Flashback: "ESDC is committed to assisting our private partners secure the financing they need." Translated to today, does that mean no enforcement of fines?
Given the very unresolved nature of Atlantic Yards/Pacific Park--um, the subject of my Jane's Walk on Friday--it's worth looking back at an October 2010 quote from a representative of Empire State Development Corporation (ESDC, now simply Empire State Development), the state authority that oversees/shepherds the project.
"To that end, ESDC is committed to assisting our private partners secure the financing they need to ensure the project’s completion," we were told.
In practice, that meant joining a dog-and-pony show in China, helping then-develper Forest City Ratner raise cheap financing from unwary immigrant investors, via the dubious EB-5 program, which was supposed to provide visas for those investing $500,000 into a purportedly job-creating project.
So an ESDC executive mouthed misleading platitudes about Atlantic Yards and bestowed boilerplate certificates on Chinese immigration broker.
Similar challenge today?
Today, ESD has a not dissimilar challenge, because its private partners--now Greenland Forest City Partners, owned nearly in full by Greenland USA--have stalled the project, unwilling/unable to start the platform crucial to three (and then six) towers, including the missing affordable housing.
The developer faces, at least on paper, a looming $2,000/month penalty for each unit of affordable housing--876, or 877, as of now, of the 2,250 required--that's not delivered by May 2025.
The evidence, however, is that ESD has little intention of enforcing that penalty.

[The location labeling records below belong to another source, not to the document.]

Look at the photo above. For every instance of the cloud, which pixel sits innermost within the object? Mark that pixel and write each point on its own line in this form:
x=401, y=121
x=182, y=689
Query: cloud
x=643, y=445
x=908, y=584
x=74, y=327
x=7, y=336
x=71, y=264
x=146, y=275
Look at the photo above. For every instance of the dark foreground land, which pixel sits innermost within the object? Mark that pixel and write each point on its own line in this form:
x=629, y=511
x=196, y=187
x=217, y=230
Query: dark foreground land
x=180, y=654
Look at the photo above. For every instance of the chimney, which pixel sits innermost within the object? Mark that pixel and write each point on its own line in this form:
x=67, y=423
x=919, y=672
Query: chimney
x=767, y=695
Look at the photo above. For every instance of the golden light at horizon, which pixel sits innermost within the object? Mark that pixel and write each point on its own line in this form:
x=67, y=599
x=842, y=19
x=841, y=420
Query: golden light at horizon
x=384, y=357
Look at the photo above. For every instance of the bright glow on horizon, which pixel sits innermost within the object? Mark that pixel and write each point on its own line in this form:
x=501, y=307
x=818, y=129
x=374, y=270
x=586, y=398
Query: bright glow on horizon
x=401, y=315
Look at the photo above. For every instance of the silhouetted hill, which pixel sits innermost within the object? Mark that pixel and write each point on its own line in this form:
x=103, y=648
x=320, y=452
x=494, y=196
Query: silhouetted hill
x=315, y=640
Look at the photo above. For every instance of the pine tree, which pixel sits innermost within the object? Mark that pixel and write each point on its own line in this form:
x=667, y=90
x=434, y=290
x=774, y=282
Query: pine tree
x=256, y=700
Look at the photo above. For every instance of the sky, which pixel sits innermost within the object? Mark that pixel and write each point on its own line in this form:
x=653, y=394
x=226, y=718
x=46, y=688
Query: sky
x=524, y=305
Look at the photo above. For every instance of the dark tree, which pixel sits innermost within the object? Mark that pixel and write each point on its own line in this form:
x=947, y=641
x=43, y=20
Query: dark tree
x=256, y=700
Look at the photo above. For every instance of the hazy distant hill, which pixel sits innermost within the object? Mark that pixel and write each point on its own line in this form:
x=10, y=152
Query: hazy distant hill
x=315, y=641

At last month's long-awaited meeting of the (purportedly) advisory Atlantic Yards Community Development Corporation (AY CDC), Director Gib Veconi noted that ESD representatives had previously claimed that the remedies were non-negotiable, so he asked if that was “still the agency’s perspective?”
“The project documents haven’t changed, so the requirements on the project are still the same,” responded ESD's Tobi Jaiyesimi carefully. “We recognize where we are with the developer’s ongoing discussion with the MTA as it relates to the platform… but at this time there have been no changes to the project documents, so those obligations are still standing.”
In other words, evidence suggests that ESD remains committed to assisting its private partners, if not always to secure the financing they need but at least to avoid the fines that would detract from their ability to proceed.
Except those fines are directed to the New York City Housing Trust Fund, so they might do some good.
The ESD is controlled by the governor. But it is subject to oversight, should legislators bother.